In some embodiments, the protection interval time either synchronously or asynchronously communicates mould according to taking between node chip Formula and be set separately.
Some embodiments of the present invention as previously shown control series connection node by configuring busy signal input and output pin Data between chip are sent, and the setting of join protection interval time, effectively prevent the data hair between node chip Send conflict.
Fig. 8 is the flow chart of an embodiment of the method for allocating tasks based on data processing equipment 10 of the present invention.Such as Shown in Fig. 8, the method for allocating tasks of the processing unit based on the data is suitable for control unit, and the method includes following Step:
The node chip of step S21, Xiang Suoshu data processing equipment sends order, so that node chip enters deactivation shape State;
The node chip of step S22, Xiang Suoshu data processing equipment sends address distribution order, is followed successively by each node chip Distribute chip address;
Step S23 distributes calculating task according to the chip address of each node chip for each node chip.
In some embodiments, described send to the node chip of the data processing equipment is ordered, so that node core Piece enters the step of deactivated state and includes:
Order is sent respectively to each node chip of the data processing equipment, so that each node chip sequentially enters deactivation State.
In some embodiments, described send to the node chip of the data processing equipment is ordered, so that node core Piece enters the step of deactivated state and includes:
A subcommand is sent to all node chips of the data processing equipment, is gone so that each node chip enters simultaneously State living.
Fig. 9 is the flow chart of the another embodiment of the method for allocating tasks based on data processing equipment 10 of the present invention. As shown in figure 9, on the basis of embodiment shown in Fig. 8, the method for allocating tasks of the processing unit based on the data, in step It is further comprising the steps of after S23:
Step S24, node chip execute one or many Hash operations according to the calculating task for its distribution.
Specifically, Hash operation may include cryptographic Hash operation or Hash collision operation.
Figure 10 is the flow chart of the another embodiment of the method for allocating tasks based on data processing equipment 10 of the present invention.

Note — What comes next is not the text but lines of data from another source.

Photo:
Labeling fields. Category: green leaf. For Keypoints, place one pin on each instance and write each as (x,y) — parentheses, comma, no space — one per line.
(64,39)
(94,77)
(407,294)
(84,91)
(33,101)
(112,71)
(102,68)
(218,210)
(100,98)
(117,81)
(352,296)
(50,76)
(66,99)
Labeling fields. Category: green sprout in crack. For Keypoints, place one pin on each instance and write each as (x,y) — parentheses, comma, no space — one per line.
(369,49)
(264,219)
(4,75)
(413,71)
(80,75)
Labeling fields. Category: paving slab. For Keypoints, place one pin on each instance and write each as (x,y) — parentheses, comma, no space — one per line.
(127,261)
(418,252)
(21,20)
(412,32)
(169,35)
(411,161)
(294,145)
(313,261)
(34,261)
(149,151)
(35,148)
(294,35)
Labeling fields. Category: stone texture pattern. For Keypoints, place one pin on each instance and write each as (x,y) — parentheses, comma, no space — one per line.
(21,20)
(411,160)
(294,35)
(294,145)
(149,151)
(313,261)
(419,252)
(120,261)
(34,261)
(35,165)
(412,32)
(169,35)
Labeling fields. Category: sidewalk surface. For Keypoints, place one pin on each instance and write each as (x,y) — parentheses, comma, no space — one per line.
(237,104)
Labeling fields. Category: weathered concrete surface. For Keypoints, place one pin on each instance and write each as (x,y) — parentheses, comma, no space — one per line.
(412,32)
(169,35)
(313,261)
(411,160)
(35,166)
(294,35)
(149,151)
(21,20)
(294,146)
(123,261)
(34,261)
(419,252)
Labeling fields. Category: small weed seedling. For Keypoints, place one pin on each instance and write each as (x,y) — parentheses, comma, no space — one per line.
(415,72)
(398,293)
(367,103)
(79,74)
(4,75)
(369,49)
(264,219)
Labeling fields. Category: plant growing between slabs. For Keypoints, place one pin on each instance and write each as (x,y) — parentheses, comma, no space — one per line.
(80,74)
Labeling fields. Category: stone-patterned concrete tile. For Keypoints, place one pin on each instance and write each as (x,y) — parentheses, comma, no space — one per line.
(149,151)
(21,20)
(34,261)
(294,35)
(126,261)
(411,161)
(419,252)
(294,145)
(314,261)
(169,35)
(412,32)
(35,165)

As shown in Figure 10, the method for allocating tasks is suitable for node chip, the described method comprises the following steps:
Order is distributed in step S31, the address that reception control unit is sent;
Whether step S32 judges node chip currently in deactivated state;
Step S33, when node chip is in deactivated state, order is distributed in the address that parsing control unit is sent, and will be Its chip address distributed is saved to register, and is transferred to state of activation;
Step S34, when node chip is active, which does not parse the address point of control unit transmission With order, next stage node chip is directly forwarded it to.
The task input command format that data processing equipment 10 uses includes HCN field, starting random number offset SNO word Section.HCN field is used to control the calculation times of each node chip, for example, it is assumed that the calculating task executed needs 2^32 meter It calculates, i.e. random number nonce is incremented by since initial value, traverses 2^32 numerical value, then 32 node chips is connected in series, each Node chip only needs to calculate 2^27 step.Originating random number offset SNO field includes a number.
The address the SetAddress distribution command format that data processing equipment 10 uses includes chip address ChipAddr word Section, ChipAddr field specify the chip address of individual node chip.The calculating task of each node chip by SNO and Numerical value in ChipAddr field determines.
Distribution for chip address, firstly, control unit issues a ChainInactive order for a node core Piece is transferred to deactivation (Inactive) state.In specific implementation, can all node chips together enter deactivation (Inactive) shape Deactivation (Inactive) state can also be arranged in state one by one.Then, control unit is sent to this node chip The distribution order of the address SetAddress, distributes arbitrary address to the node chip.
Under deactivation (Inactive) state, node chip can parse the distribution order of the address SetAddress and in register Middle its address of preservation, is then transferred to activation (Active) state.In specific implementation, the node chip after distributing address can basis The order of control unit enters activation (Active) state, also can parse after address distribution is ordered automatically into activation (Active) state.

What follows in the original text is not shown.